Etampes (Essonne), années 1990
Madame D. était professeure dans les sections professionnelles d'un grand lycée du sud de l'Essonne (1). Elle habitait Lardy (91). Elle était née en 1938. Comme son mari et beaucoup de ses collègues, Madame D. était une militante politique. Du genre teigneuse pouvant devenir pétroleuse.
Le proviseur du Lycée se disait psycho-polémologue (2), faisait partie d'une structure de l'Education Nationale de lutte contre les "dérives sectaires", en réalité contre toutes les incorrections politiques, sociétales, historiques. J'ignore quelles étaient les relations entre Madame D. et le Proviseur. Celles que j'entretenais avec ce dernier étaient exécrables. Des lâchers de rumeurs en aparté ou en salle des profs, avaient pour objet de m'empêcher de fonctionner professionnellement, de m'isoler. Elles portaient surtout sur des préférences politiques qu'on me prêtait, à tort ou à raison.
J'eus besoin du concours de Madame D. pour réaliser une séquence pédagogique avec sa classe devant un Inspecteur pédagogique chargé de m'évaluer. Elle accepta avec paraît-il beaucoup de réticences, sans les exprimer en ma présence.
Pendant tout le déroulement de la séquence, en présence des élèves, de l'Inspecteur et de moi-même, elle arbora un badge "Non à l'Extrême-Droite" au revers de sa (généreuse...) poitrine ce qui, à mon avis, constituait un manquement au devoir de réserve, une faute morale, déontologique et professionnelle. Je savais que j'étais chez les Barbares. Mais pour le moment, je me voyais égaré au pays des garces.
1994. Silvio Berlusconi forme un gouvernement avec la Lega Nord (anti-immigration) et l'Alleanza Nazionale (accusée de "néo-fascisme" par ses ennemis). Sur le marché du samedi matin à Etampes, Madame D., accompagnée d'une "camarade" à elle, distribue des tracts et une brochure. Elle s'approche de moi et me demande de lui acheter sa belle brochure sur papier glacé dont les titres expriment leur hostilité au nouveau cours politique en Italie. D'un air de dire : "prends ça pour te soigner". Je lui propose, si elle est sincère et motivée, de me la donner. Crispation de Madame D. qui refuse avec humeur et s'éloigne pour s'entretenir avec sa "camarade" et continuer sa propagande.
Madame D. a pris sa retraire bien avant d'atteindre la soixantaine. C'était une famille militante que celle de Madame D., de Lardy.
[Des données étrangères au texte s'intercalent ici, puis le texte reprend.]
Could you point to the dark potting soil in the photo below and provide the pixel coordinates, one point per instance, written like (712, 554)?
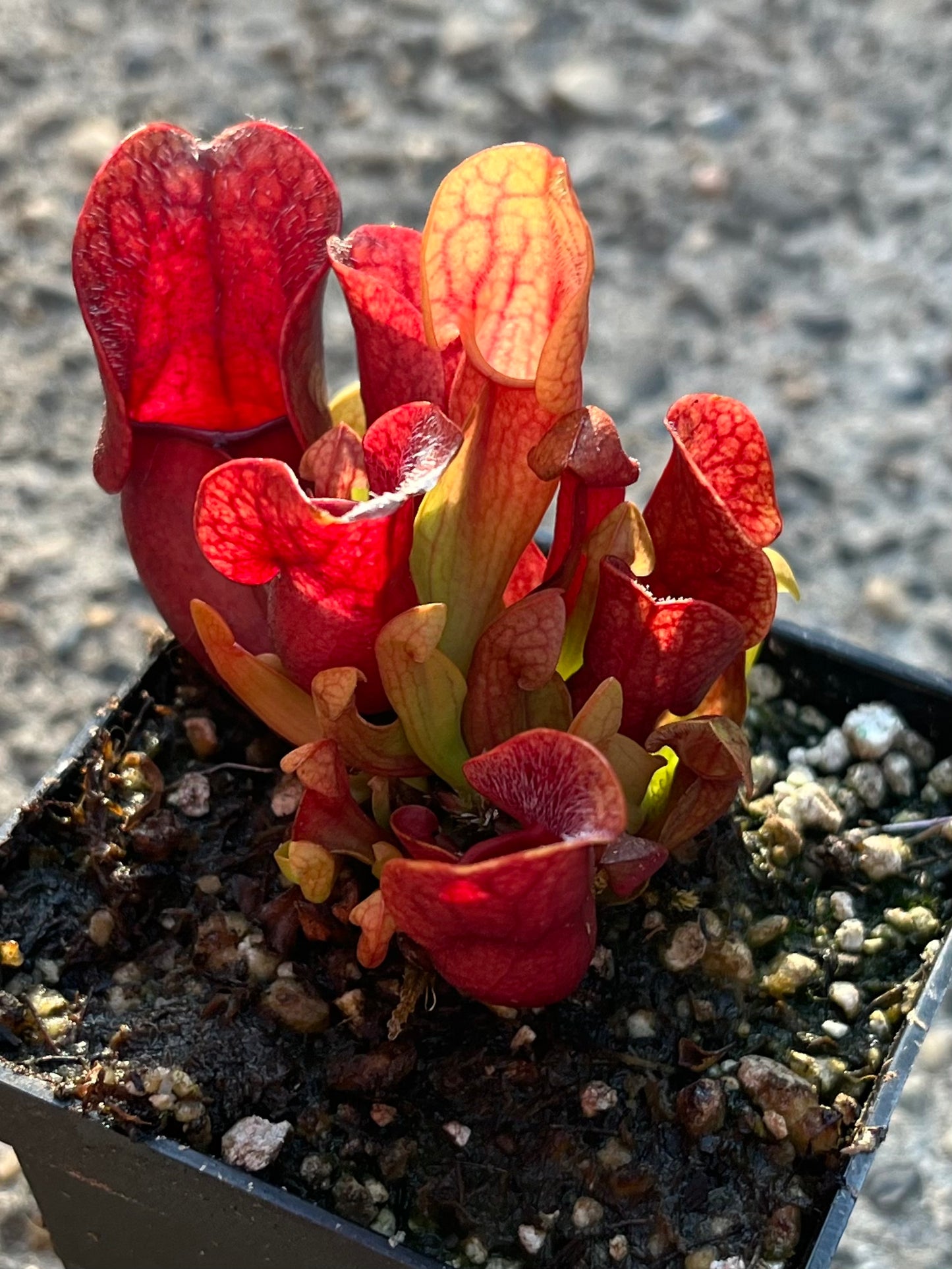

Elle laissait entendre que son mari travaillait pour le compte du P.S. (qui contrôlait la mairie de Lardy à cette époque). Lardy est une charmante petite commune verdoyante du centre de l'Essonne, qui accueille le Centre Technique d'Essais des Automobiles Renault. Sa proximité relative (une 40aine de kms) de Paris y a attiré beaucoup de BoBos (Bourgeois Bohêmes).
Je n'ai jamais revu Madame D. à ce jour. Elle incarnait pour moi une des figures de l'intolérance aux nom des "valeurs 2 la répuplik".
N O T E S
(1) j'étais moi-même professeur dans ce lycée à l'époque;
(2) formé chez les Jeunes Communistes, le Proviseur avait évolué vers le chevénementisme dont l'animateur dans l'Essonne était alors le sénateur-maire des Ulis, M. Loridant; ce proviseur, ancien prof de Maths, se piquait d'être en formation en psycho-polémologie, et jouissait d'un certain respect au sein de la "communauté éducative" du fait de ses fonctions "anti-sectes", et des protections qu'on lui attribuait. Il avait, dans un rapport me concernant, affirmé que ma présence dans son établissement désorientait les collègues "attachés à un pluralisme de bon aloi (sic)".